The reason is the prevalence of falsehood, the prevalence of craft, the prevailing secession of charity, and war without truce. By this means one may find men that feel more confidence in Gentiles (Greeks) than in Christians. And yet, how ashamed we ought to be of this; how we ought to weep and bewail at it! “What then, some may say, is to become of me? Such and such an one is of ungainly temper, and vexatious.” Where then is your religion (Gr. philosophy)? Where are the laws of the Apostles, which bid us bear one another's burdens? For if you have no notion of dealing well by your brother, when are you to be able to do so by a stranger?

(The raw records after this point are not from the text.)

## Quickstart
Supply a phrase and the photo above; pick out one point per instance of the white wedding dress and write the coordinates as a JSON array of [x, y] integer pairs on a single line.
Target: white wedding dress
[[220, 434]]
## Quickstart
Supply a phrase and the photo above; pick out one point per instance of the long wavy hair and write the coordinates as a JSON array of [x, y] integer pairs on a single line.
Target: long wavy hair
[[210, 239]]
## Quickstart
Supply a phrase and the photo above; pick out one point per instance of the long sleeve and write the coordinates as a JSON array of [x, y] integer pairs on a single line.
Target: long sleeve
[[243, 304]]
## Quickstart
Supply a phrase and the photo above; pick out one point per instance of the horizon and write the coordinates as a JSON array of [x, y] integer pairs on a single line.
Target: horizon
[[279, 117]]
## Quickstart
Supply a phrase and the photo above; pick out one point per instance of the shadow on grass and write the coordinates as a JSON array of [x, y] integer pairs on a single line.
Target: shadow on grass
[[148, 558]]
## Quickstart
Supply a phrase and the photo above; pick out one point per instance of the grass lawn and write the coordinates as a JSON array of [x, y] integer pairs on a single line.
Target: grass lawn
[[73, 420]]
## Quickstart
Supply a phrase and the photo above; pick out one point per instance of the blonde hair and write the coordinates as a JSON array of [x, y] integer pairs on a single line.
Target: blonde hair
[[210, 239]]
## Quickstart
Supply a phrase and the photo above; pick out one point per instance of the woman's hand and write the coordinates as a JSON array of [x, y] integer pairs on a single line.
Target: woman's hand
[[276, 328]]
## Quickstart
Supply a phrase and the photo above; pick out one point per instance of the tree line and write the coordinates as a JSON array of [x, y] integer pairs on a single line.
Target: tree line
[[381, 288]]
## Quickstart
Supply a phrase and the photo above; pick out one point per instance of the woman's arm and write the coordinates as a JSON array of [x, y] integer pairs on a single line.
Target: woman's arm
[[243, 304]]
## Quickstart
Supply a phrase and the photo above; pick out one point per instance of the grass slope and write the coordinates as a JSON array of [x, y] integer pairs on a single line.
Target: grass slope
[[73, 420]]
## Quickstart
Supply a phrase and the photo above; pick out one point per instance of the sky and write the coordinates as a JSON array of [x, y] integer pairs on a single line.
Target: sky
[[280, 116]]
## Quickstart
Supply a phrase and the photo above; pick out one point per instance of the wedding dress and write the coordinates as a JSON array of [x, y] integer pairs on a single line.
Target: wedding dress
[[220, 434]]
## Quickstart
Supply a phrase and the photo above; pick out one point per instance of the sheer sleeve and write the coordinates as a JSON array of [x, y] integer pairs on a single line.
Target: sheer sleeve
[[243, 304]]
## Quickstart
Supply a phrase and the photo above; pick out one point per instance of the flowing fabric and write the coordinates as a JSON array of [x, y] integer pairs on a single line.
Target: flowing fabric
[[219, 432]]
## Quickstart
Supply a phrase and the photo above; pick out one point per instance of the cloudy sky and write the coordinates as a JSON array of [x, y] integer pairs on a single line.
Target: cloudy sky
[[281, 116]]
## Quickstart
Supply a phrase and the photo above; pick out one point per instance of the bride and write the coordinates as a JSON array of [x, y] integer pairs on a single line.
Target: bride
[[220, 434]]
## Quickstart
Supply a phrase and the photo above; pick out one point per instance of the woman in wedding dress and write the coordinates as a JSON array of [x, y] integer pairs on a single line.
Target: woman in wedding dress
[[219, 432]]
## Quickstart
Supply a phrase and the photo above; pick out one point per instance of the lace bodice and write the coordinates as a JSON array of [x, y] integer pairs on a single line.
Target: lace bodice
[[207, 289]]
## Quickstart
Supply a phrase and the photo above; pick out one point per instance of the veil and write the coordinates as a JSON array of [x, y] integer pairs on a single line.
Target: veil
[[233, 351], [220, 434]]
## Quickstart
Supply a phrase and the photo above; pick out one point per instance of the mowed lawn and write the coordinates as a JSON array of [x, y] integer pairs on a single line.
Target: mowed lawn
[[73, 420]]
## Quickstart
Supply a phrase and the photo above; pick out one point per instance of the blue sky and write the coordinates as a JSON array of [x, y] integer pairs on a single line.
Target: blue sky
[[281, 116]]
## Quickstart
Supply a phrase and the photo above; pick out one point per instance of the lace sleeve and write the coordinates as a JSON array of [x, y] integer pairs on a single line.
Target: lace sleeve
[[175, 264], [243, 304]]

If you have not learned how to treat a member of your own self, when are you likely to draw to you any from without, and to knit him to yourself? But how am I to feel? I am vexed exceedingly almost to tears, for I could have sent forth large fountains from my eyes, as that Prophet says, seeing as I do countless enemies upon the plain more galling than those he saw. For he said, upon seeing the aliens coming against them, “My bowels! I am pained at my bowels.” But when I see men arrayed under one leader, yet standing against one another, and biting and tearing their own members, some for money's sake, and some for glory's, and others quite at random ridiculing and mocking and wounding one another in countless ways, and corpses too worse treated than those in war, and that it is but the bare name of the brethren that is now left, myself feel my inability to devise any lament fitting such a catastrophe as this!
Reverence now, oh reverence, this Table whereof we all are partakers! Christ, Who was slain for us, the Victim that is placed thereon! Robbers when they once partake of salt, cease to be robbers in regard to those with whom they have partaken thereof; that table changes their dispositions, and men fiercer than wild beasts it makes gentler than lambs. But we though partakers of such a Table, and sharers of such food as that, arm ourselves against one another, when we ought to arm against him who is carrying on a war against all of us, the devil.
Yet this is why we grow weaker and he stronger every day. For we do not join to form in defence against him, but along with him we stand against each other, and use him as a commander for such hostile arrays, when it is he alone that we ought to be fighting with. But now letting him pass, we bend the bow against our brethren only. What bows, you will say? Those of the tongue and the mouth. For it is not javelins and darts only, but words too, keener far than darts, that inflict wounds.
And how shall we be able to bring this war to an issue? One will ask. If you perceive that when you speak ill of your brother, you are casting up mire out of your mouth, if you perceive that it is a member of Christ that you are slandering, that you are eating up your own flesh, that you are making the judgment set for you more bitter (fearful and uncorrupt as it is), that the shaft is killing not him that is smitten, but yourself that shot it forth.